Goals and Objectives:
Goal 1: Train DBP fellows and other long-term trainees (LTTs), residents, medical students, and other learners in the essential knowledge and skills of DBP clinical care and in the psychosocial contributors to DBP health. Goal 2: Train a diverse group of LTTs to be competent DBP clinicians, in order to build workforce capacity to diagnose and clinically care for persons with developmental disabilities, including autism. Goal 3: Prepare DBP fellows to assume leadership roles and to teach others to provide evidence-based DBP care. Goal 4: Train LTTs in the foundations of research and in the critical analysis of the published literature.
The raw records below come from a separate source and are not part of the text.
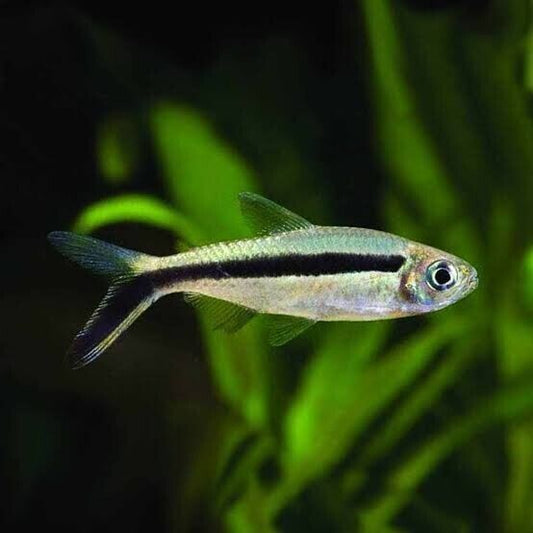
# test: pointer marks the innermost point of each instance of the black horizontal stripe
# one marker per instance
(282, 265)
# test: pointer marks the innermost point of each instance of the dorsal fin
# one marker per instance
(266, 217)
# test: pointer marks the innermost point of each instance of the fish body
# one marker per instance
(294, 270)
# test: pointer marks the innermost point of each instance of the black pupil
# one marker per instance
(442, 276)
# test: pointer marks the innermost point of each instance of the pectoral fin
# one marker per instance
(223, 315)
(283, 328)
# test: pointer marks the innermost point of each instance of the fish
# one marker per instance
(294, 272)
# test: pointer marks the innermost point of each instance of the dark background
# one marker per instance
(89, 450)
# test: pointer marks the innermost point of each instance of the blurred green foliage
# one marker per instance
(376, 409)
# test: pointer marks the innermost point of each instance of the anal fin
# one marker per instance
(284, 328)
(223, 315)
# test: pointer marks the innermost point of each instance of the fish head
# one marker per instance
(433, 279)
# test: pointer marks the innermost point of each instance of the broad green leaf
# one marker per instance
(418, 402)
(117, 148)
(405, 148)
(337, 399)
(204, 174)
(515, 400)
(136, 208)
(514, 336)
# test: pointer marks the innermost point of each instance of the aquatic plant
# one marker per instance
(360, 436)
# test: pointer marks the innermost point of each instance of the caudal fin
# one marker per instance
(130, 293)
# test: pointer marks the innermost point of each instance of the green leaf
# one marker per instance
(204, 175)
(514, 338)
(408, 152)
(136, 208)
(337, 399)
(527, 279)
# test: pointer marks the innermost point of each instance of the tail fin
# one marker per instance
(130, 293)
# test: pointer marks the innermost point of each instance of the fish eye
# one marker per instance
(441, 275)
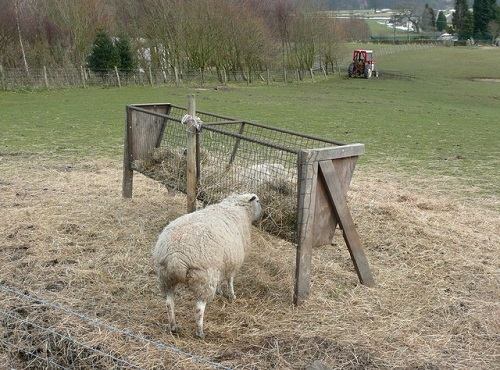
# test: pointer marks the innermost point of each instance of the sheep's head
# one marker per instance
(250, 201)
(255, 207)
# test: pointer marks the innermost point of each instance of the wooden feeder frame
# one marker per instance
(324, 176)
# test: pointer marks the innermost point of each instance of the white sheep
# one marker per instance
(204, 250)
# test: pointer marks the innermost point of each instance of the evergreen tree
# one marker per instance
(103, 56)
(462, 20)
(441, 22)
(428, 21)
(125, 55)
(484, 12)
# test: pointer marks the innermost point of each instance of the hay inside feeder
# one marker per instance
(277, 194)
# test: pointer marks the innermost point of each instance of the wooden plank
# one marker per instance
(325, 219)
(168, 108)
(306, 193)
(350, 150)
(128, 174)
(191, 175)
(351, 237)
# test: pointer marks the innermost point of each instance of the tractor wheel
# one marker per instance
(350, 70)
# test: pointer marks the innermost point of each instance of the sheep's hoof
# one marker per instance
(200, 334)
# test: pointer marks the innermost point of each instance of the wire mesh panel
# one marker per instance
(234, 164)
(234, 156)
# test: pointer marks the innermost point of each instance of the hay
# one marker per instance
(277, 193)
(435, 259)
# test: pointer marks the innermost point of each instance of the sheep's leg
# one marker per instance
(200, 312)
(204, 285)
(171, 312)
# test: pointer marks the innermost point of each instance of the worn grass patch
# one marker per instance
(70, 238)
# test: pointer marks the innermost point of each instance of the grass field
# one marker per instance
(425, 199)
(441, 121)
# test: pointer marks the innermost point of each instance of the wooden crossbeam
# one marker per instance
(344, 217)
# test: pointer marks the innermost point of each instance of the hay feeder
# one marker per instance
(302, 180)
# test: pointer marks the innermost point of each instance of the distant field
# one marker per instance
(440, 122)
(378, 29)
(76, 280)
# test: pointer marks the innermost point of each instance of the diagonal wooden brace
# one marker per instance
(344, 217)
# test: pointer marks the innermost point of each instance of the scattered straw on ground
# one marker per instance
(67, 236)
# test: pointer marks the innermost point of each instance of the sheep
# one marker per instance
(204, 250)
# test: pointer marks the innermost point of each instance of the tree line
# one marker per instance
(222, 35)
(482, 23)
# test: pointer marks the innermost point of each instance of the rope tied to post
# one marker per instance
(192, 121)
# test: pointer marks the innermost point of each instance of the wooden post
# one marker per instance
(45, 77)
(336, 193)
(150, 76)
(191, 175)
(83, 77)
(128, 173)
(118, 77)
(2, 78)
(237, 143)
(224, 76)
(176, 73)
(306, 202)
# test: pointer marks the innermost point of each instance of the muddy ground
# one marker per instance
(67, 237)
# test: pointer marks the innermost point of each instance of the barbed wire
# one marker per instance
(51, 331)
(100, 323)
(24, 350)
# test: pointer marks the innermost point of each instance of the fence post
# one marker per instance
(128, 173)
(2, 78)
(45, 77)
(176, 72)
(191, 175)
(118, 77)
(150, 76)
(82, 76)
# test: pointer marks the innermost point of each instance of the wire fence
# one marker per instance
(233, 156)
(52, 77)
(38, 333)
(17, 78)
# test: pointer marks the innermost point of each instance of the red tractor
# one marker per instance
(362, 64)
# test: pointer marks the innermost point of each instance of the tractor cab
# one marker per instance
(362, 64)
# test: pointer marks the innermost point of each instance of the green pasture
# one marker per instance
(442, 122)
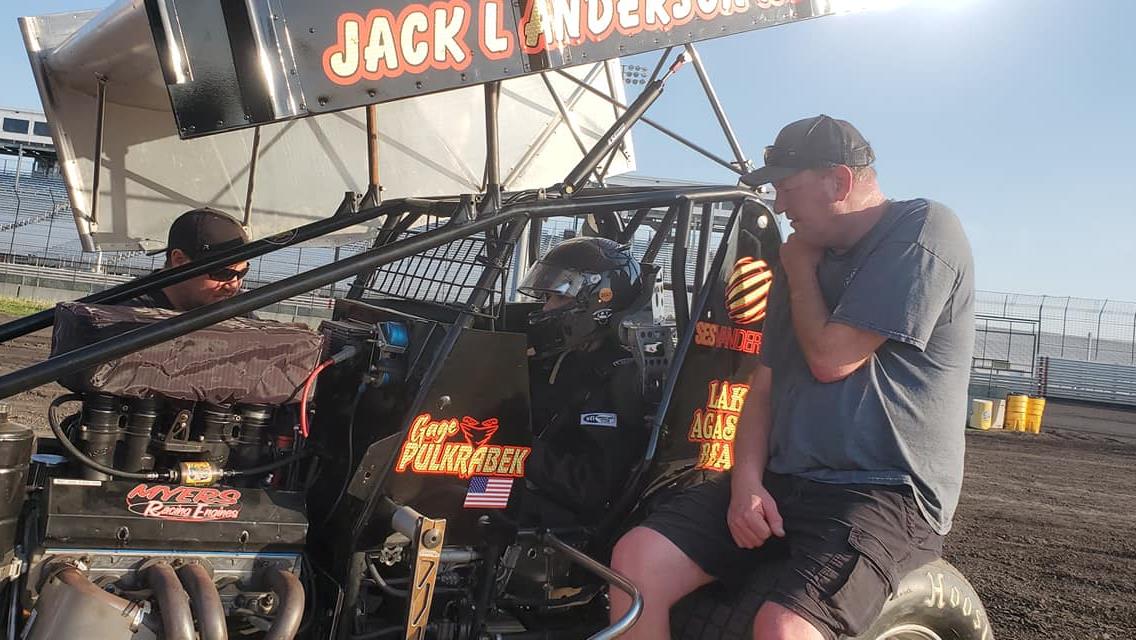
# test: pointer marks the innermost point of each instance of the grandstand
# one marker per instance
(39, 241)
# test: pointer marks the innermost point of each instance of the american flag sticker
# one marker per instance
(487, 492)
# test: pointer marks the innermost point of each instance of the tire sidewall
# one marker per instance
(937, 598)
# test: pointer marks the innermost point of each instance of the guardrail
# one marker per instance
(1079, 380)
(85, 282)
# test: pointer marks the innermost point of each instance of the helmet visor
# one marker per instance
(543, 280)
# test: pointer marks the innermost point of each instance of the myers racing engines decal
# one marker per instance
(184, 504)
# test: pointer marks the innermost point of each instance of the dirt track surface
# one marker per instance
(1045, 530)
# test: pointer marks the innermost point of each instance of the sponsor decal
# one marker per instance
(715, 425)
(599, 420)
(748, 290)
(461, 448)
(445, 34)
(718, 337)
(184, 504)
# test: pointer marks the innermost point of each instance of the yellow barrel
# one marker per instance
(1016, 406)
(1034, 410)
(980, 413)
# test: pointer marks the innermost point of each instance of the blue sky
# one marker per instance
(1018, 114)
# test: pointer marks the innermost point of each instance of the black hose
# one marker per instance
(205, 600)
(173, 603)
(268, 466)
(75, 453)
(290, 612)
(75, 579)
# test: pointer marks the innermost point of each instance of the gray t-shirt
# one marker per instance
(900, 418)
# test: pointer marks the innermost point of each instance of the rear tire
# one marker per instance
(933, 603)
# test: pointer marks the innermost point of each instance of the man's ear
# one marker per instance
(843, 181)
(176, 258)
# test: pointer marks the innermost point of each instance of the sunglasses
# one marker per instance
(227, 274)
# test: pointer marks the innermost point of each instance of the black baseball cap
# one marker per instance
(199, 232)
(812, 143)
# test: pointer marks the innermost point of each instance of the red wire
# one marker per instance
(307, 391)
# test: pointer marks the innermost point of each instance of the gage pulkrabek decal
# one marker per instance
(184, 504)
(460, 448)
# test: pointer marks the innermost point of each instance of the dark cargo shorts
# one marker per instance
(845, 547)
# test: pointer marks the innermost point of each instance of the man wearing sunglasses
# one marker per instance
(850, 447)
(193, 235)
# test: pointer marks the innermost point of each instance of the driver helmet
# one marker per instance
(602, 280)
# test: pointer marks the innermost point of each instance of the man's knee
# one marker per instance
(658, 567)
(776, 622)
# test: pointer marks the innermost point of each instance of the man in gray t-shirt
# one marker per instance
(849, 451)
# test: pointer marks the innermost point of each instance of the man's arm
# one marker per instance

Goal 5: Strengthen systems of care and improve access for children with autism and developmental disabilities and their families, particularly underserved families, through education and training in DBP, extension of DBP care, and technical assistance to community systems of care.
We will recruit diverse trainees to significantly expand the DBP workforce, including at least 10 LTTs (DBP fellows, nurse practitioner students, and other learners) over 5 years. Trainees will receive didactic, clinical, and community-based interdisciplinary DBP training, as well as training in teaching, research, and leadership skills. Trainees will also learn from individuals and families with lived experiences in coping with developmental and behavioral disabilities. Timely, evidence-based continuing education will be provided annually to practicing pediatric primary care providers (PCPs). PCPs will be trained to provide reliable, advanced autism screening and diagnostic evaluations in the community and will have access to novel DBP mini-fellowship training opportunities. Faculty and trainees will collaborate with Title V and community agencies to provide at least 10 technical assistance activities per year. Quarterly outreach clinics and other collaborations in the community will address equity and improve access to DBP services in Arkansas.
Through this project, we will develop new collegial relationships and expand existing ones among UAMS Sections of DBP and Community Pediatrics, nurse practitioner leadership at UAMS, AR LEND and AR UCEDD, and Title V and other community partners. This investment will provide synergistic opportunities to expand DBP care in our state and region in novel and impactful ways.
The program will be evaluated annually in a comprehensive, multifaceted, systematic, and longitudinal fashion. Our program will be evaluated by ACGME DBP requirements, our project's goals and objectives, and HRSA program performance measures.